The (Western) metropolis of the 21st century has been conditioned by certain dynamics that have shaped the post-Cold War era. Foremost among these are the radical withdrawal of publicity[2] and a blind ‘market society individualism’ – devoid of any sense of personality and any ethical and aesthetic concerns. These conditions, which completely destroy the social fabric of urban life, have isolated people more and more, and created a terrible inequality. As to the metropolitan apartheids – deprived of even the intra-ghetto solidarity networks that a physical ghetto could provide – the same conditions have made the already critical position of those marginalised groups several times more difficult. The immigrants, refugees, foreigners, different minority groups, and all the ‘others’ who have been decisively pushed out of the ‘real life’ by the owners of the metropolitan space face strongly the feeling of ‘being alone and helpless’, which, in turn, aims at breaking any possibility of a resistance by these communities. Thus, the spaceless nature of the new apartheid at the metropolis hinders any search or pressure for solidarity. While the primary aim of classical colonial and imperial domination was the control and transfer of physical and visible resources of the overseas to the mainland; as a result of a series of global processes, the colonised of the past is now demanding the right to have a say on the 'Empire'. The relationship between the old coloniser and the colonised has now become much more complex. So the 'Empire' has today had to re-direct its imperial ambitions in this new context. Emerging at the metropolises of the West and heavily felt in nearly every aspect of the urban life, this new and spaceless colonial-racial form – which I conceptualise it here as the ‘metropolis apartheids’ – is the internalisation of 'Empire'; and both as a systematic policy-making style and as an administrative model reveals its new orientation towards the former colonial 'object', which now demands the right to coexist with its old coloniser on an equal status at the imperial spaces.

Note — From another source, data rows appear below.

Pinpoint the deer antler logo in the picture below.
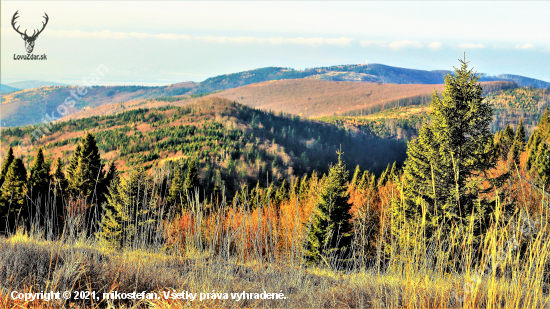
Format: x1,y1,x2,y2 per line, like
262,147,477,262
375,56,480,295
11,11,49,54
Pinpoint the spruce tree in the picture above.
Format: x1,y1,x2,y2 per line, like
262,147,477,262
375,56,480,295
403,60,495,235
305,152,352,266
52,158,68,234
166,165,187,209
0,147,15,188
67,133,107,233
96,167,156,249
69,133,105,197
183,160,199,200
27,148,52,226
0,158,29,231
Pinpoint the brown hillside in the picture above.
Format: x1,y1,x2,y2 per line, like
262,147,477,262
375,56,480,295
201,79,444,117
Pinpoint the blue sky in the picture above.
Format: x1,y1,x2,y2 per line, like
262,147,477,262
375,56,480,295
0,1,550,85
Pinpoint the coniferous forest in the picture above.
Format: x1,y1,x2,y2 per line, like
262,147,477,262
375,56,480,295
0,60,550,308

Yet it will be incomplete if we end the story here. Perhaps the most obvious truth that the long history of colonialism has taught is: there are two sides around the table; the two sides work ‘together’ on the painting canvas: ‘Empire’ and the Resistance. The resulting picture has been shaped by the strokes of these two throughout the history. It will certainly continue to be so in the future.

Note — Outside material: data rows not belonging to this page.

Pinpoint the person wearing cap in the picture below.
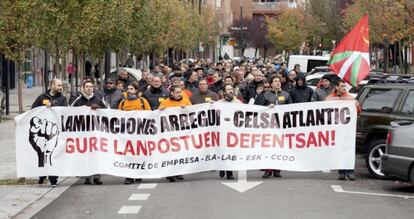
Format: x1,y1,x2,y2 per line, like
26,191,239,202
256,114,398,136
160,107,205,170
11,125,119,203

 Note: I would like to commemorate here the late Edward W Said, the author of many important works, including the masterpieces Orientalism (1978), and Culture and Imperialism (1993), who inspired me to think about many things I discuss in this essay, and who was a valuable teacher and also a tireless activist during all his lifetime.  
  
 

[1] For this period and beyond, see Professor Rashid Khalidi's recently published, excellent work that is truly a masterpiece: The Hundred Years' War on Palestine: A History of Settler Colonialism and Resistance, 1917–2017 (New York: Metropolitan Books, 2020).

[2]  See Richard Sennett, The Fall of Public Man, (New York: Alfred A. Knopf, 1977).